La Ville de Montréal, qui demande aux exterminateurs de déclarer leurs interventions sur un site Web consacré aux punaises, a recensé pour sa part près de 12 000 logements traités chaque année depuis 2013. Et tous les quartiers de Montréal sont touchés. Loin de se cantonner aux secteurs défavorisés, comme Hochelaga-Maisonneuve, la punaise est très présente sur le Plateau Mont-Royal, dans Villeray, dans Rosemont et Ahuntsic, en plus de se propager vers l’ouest de l’île.

 

Problème sous-estimé

 

Preuve du sérieux de la situation, la Ville a produit un dépliant d’information qui a été traduit en 18 langues. La campagne de sensibilisation, qui coïncide avec la période des déménagements, est aussi diffusée dans le métro. Même si les chiffres démontrent une progression rapide du problème en quelques années à peine, Marianne Cloutier, chef de division amélioration de l’habitat à la Direction de l’habitation, estime toutefois que la situation est désormais « stable ».

 

S’il dit que la Ville fait un bon travail dans ce dossier, malgré les moyens limités par sa juridiction, Harold Leavey juge que le portrait n’est pas complet. « Ce n’est pas de la mauvaise volonté, mais la Ville sous-estime le problème », souligne-t-il. Le registre des déclarations prend uniquement en compte les logements locatifs. Or ce ne sont pas tous les exterminateurs qui déclarent leurs interventions, selon lui. Qui plus est, on ne connaît rien de la situation dans les hôpitaux, les CHSLD, les écoles, les garderies, les lieux publics comme les bibliothèques, mais aussi les cinémas et les hôtels.

 

Le Devoir a d’ailleurs constaté qu’il est difficile d’obtenir des détails sur les interventions ou l’ampleur du problème.
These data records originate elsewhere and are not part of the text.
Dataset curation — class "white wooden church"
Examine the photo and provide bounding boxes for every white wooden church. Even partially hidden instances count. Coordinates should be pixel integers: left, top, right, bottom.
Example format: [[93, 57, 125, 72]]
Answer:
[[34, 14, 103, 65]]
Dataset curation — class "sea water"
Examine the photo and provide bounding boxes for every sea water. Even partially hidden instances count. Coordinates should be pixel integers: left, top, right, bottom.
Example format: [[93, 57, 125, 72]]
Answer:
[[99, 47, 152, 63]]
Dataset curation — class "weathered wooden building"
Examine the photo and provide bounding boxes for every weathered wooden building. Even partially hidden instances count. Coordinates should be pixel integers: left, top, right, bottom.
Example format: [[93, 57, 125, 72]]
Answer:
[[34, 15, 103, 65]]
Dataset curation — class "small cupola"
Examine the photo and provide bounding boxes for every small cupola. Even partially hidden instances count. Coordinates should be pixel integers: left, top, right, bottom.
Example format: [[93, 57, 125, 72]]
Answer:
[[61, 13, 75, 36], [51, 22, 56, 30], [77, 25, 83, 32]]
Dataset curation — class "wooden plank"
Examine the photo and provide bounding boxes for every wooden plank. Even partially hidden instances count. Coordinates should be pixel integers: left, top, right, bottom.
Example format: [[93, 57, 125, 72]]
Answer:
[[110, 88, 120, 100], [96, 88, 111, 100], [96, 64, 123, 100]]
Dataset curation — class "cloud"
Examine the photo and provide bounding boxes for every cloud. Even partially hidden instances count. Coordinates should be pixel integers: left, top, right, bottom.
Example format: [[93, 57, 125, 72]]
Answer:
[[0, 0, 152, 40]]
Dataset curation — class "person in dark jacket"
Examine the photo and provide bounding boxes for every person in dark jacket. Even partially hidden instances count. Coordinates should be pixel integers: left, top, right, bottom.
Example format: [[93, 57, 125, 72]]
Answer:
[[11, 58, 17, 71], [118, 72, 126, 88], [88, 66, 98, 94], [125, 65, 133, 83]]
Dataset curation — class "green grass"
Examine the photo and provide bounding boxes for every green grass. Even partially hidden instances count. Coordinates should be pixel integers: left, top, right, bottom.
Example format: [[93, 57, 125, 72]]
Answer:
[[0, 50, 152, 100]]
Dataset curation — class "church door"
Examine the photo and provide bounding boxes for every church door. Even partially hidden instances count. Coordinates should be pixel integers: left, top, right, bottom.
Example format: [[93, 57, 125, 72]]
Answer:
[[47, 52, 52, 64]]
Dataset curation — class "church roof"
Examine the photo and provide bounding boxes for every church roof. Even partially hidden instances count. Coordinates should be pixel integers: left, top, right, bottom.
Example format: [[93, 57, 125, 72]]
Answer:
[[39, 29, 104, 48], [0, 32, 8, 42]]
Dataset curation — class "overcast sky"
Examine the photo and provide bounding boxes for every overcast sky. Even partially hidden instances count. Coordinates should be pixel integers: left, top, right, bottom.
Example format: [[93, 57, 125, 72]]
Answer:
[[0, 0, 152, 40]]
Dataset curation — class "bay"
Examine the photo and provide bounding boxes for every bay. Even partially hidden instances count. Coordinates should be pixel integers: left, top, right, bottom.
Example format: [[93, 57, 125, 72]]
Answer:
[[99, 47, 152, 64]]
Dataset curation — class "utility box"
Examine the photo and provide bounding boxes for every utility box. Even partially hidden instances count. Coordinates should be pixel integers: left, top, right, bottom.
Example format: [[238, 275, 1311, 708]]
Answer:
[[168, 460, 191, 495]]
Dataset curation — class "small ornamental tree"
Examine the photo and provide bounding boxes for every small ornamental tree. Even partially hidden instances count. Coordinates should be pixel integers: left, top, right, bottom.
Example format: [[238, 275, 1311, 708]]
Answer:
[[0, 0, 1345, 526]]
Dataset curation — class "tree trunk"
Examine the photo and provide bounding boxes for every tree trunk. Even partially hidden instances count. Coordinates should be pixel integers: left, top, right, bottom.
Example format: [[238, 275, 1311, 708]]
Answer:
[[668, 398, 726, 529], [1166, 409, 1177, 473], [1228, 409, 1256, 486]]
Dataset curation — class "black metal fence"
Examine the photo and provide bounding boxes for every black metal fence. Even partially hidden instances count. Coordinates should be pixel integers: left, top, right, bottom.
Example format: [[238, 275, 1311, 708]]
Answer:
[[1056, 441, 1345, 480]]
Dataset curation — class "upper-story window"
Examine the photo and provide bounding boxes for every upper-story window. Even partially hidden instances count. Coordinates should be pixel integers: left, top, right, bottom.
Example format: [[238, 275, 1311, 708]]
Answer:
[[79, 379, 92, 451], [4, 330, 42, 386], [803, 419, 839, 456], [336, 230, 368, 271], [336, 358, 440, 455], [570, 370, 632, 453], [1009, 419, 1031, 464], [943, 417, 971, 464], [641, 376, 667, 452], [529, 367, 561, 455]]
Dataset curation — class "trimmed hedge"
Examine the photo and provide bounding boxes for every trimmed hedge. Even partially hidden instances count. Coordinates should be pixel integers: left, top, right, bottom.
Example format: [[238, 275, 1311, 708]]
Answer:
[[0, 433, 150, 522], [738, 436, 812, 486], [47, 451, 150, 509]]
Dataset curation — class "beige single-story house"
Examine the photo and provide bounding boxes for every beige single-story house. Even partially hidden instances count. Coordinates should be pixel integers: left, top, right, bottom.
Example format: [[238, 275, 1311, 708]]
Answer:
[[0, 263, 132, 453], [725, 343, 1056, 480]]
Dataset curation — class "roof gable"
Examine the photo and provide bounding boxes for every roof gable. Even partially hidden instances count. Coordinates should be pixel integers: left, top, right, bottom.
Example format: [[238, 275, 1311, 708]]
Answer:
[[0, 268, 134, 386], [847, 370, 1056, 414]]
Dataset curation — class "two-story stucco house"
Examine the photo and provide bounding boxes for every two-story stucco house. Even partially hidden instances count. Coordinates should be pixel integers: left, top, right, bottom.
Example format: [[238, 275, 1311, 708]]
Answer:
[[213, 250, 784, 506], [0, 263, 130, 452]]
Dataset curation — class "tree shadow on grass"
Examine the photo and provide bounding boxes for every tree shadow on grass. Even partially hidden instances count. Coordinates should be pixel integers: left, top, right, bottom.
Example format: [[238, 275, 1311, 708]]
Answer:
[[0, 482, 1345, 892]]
Les hôteliers contactés ont dit n’avoir aucun problème avec les punaises de lit, et ce, même si ces lieux constituent historiquement un vecteur de propagation, selon M. Leavey. À la Commission scolaire de Montréal, on a simplement dit qu’un dépliant d’information existe pour les écoles.

 

Des données obtenues en vertu de la Loi sur l’accès à l’information indiquent par ailleurs qu’au cours des dernières années, la Grande Bibliothèque a eu recours à des services externes de traitement pour des insectes. Mais la direction n’a pas confirmé de lien entre ces interventions et la présence de punaises dans l’établissement.

 

La directrice du Bureau de la présidence et des affaires institutionnelles, Sophie Montreuil, s’est d’ailleurs voulue rassurante. « Les punaises que nous avons trouvées exceptionnellement ont été transportées à l’intérieur de nos murs par des personnes. Lorsqu’une telle situation est arrivée, nous avons appliqué des mesures correctives immédiates. Nous ne pouvons donc parler de tendance et, en ce qui nous concerne, aucun cycle n’est observable. Nous maintenons une vigie très serrée en cette matière », a-t-elle répondu par courriel.

 

Infestations extrêmes

 

En plus de la propagation de l’épidémie, Harold Leavey constate que les infestations gagnent en sévérité. « Le nombre de cas augmente, mais aussi la gravité des cas. Ça devient donc de plus en plus difficile de traiter les infestations. » Son équipe doit traiter quotidiennement des logements qui sont infestés par des centaines de punaises, qui ont eu amplement le temps de se reproduire et de s’installer. Il cite même des cas où les punaises de lit se comptent par dizaines de milliers.

 

De plus en plus de personnes s’improvisent exterminateurs, ce qui a souvent pour effet d’aggraver la situation. Non seulement le recours à des produits inadéquats a pour effet de disperser les punaises, mais elles développent aussi des mécanismes de résistance. Dans certains cas, les produits utilisés par les spécialistes peinent désormais à éliminer ces bestioles.

 

D’autres situations compliquent passablement la tâche des équipes d’intervention. Certains locataires refusent de préparer leur logement avant le traitement. Parfois, ce sont les propriétaires d’immeubles comptant plusieurs logements qui se contentent d’en traiter un, ce qui a pour effet de repousser les insectes, qui vont alors s’installer ailleurs.

 

Drames humains

 

Dans pratiquement tous les cas, insiste M. Leavey, la présence des punaises provoque des situations dramatiques. « C’est affreux ce que les gens vivent, souligne l’entomologiste. J’ai plus de gens qui viennent pleurer dans mon bureau au mois de juillet que dans des bureaux de psychiatres. »

 

Qui plus est, les cas les plus problématiques sont le lot de gens vulnérables. « La vulnérabilité, sous toutes ses formes, est le principal vecteur de propagation de l’épidémie : problèmes de santé mentale, solitude, itinérance, etc. La pauvreté a quelque chose à voir dans le problème. Et avec les compressions dans les organismes de proximité, on risque d’aggraver le problème, parce que les gens n’auront pas de ressources vers lesquelles se tourner. »

 

M. Leavey milite d’ailleurs depuis déjà quelques années pour qu’une action gouvernementale s’attaque au problème des punaises de lit. Selon lui, il faudrait mener une vaste campagne d’information, notamment en insistant sur le fait qu’« il ne faut pas avoir honte d’être pris avec des punaises ».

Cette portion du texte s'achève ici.